Foreign Affairs minister Sibusiso Moyo has rebuked the United Kingdom (UK) for allegedly intruding in the internal affairs of Zimbabwe when the House of Lords tabled need to extend sanctions on the country.
On Tuesday, the UK Parliament tabled need to impose more sanctions on Zimbabwe to pressure President Emmerson Mnangagwa to end human rights abuses, gender based violence and corruption.
But in retaliation, Mnangagwa’s government through the foreign affairs ministry on Thursday issued a statement claiming the former colonial power was not well informed of the situation in Zimbabwe.
“We take note of the debate which took place in the British House of Lords on 27 October and, once again, express our surprise at the level of invasive interest in our internal affairs which persists in the hallowed halls of Westminster Palace.
“It is more than 40 years ago that the Union Flag was lowered and yet, it seems, our friends in London still regard Zimbabwe as part of their extended family – requiring constant supervision, correction and even punishment when, in their own assessment, we stray from the path they and others have chosen for us.
“Naturally, we are disappointed at the overally negative tone and tenor of the debate and by the uninformed quality of much of the commentary or observation made by those who spoke,” SB Moyo said.
He added that the “deliberate attempt to besmirch His Excellency the President, by way of innuendo, with the corruption and smuggling case involving Henrietta Rushwaya, is a new low, even for the noble Lords.
“The Government representative in the House echoed London’s now well-known refrain simply dismissing our progress on reform as “inadequate” and dredging-up the usual, invariably unsubstantiated allegations of human-rights abuses and a failure to act on corruption.

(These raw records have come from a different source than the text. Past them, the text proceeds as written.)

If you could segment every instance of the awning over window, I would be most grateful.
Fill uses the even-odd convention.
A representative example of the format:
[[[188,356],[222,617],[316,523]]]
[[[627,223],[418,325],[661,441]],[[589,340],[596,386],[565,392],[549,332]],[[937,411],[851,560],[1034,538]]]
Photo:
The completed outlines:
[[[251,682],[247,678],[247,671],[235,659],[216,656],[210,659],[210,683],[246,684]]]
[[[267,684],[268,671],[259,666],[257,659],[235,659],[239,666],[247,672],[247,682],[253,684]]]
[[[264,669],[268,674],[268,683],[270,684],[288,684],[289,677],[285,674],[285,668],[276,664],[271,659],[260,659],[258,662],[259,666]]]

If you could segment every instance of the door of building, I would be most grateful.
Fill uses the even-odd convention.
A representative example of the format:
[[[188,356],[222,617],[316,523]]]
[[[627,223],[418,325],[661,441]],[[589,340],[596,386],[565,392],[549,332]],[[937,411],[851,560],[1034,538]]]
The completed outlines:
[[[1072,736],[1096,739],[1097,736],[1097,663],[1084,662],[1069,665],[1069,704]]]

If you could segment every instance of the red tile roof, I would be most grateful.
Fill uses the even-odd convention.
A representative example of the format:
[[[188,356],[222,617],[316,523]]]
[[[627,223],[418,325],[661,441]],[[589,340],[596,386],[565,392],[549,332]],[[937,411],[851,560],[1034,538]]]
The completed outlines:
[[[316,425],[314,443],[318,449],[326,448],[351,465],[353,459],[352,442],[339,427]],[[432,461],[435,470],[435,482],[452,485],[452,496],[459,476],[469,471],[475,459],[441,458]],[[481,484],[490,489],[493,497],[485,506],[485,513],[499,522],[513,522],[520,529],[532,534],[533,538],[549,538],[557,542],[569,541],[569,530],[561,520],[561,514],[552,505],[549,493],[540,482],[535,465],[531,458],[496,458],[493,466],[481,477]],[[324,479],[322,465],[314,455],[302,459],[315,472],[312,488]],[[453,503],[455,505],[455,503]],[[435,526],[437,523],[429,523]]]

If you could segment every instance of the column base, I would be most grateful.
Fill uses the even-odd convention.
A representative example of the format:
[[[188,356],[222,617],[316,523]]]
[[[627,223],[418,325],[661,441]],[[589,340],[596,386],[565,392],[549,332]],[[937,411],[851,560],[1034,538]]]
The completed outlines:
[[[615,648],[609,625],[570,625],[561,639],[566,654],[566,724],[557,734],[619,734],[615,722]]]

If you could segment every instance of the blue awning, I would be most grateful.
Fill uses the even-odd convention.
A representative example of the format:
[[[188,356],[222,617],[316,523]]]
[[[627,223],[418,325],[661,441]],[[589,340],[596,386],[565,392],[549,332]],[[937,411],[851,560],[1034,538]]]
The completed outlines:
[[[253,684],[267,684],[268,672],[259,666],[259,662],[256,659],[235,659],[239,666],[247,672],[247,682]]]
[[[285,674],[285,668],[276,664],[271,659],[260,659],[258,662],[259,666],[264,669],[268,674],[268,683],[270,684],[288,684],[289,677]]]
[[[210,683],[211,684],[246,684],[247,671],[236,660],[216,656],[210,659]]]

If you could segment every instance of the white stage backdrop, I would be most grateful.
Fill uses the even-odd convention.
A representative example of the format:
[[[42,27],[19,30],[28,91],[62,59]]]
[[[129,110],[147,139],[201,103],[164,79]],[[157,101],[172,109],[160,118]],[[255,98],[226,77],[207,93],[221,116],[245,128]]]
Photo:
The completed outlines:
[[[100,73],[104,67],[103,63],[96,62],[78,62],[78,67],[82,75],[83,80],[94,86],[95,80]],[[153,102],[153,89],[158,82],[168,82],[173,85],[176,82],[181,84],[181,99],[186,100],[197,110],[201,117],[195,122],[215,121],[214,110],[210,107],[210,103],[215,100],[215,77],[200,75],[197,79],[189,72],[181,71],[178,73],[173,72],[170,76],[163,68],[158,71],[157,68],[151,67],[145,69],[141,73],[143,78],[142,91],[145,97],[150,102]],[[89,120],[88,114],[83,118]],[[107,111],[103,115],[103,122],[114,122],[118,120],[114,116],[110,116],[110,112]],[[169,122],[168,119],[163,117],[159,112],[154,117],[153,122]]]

“We note, as deeply unfortunate, the implied threat of more sanctions from the UK and the assurance given to the Lords that such measures are currently under active consideration in London.”
On Sunday, the Zanu PF administration conducted a foiled Anti-Sanctions march in which the revolutionary party tried to pressure Western countries to lift sanctions imposed on Zimbabwe.
But the UK government, US and the European Union remained adamant that Mnangagwa had to institute reforms compounded by ending human rights abuses and corruption.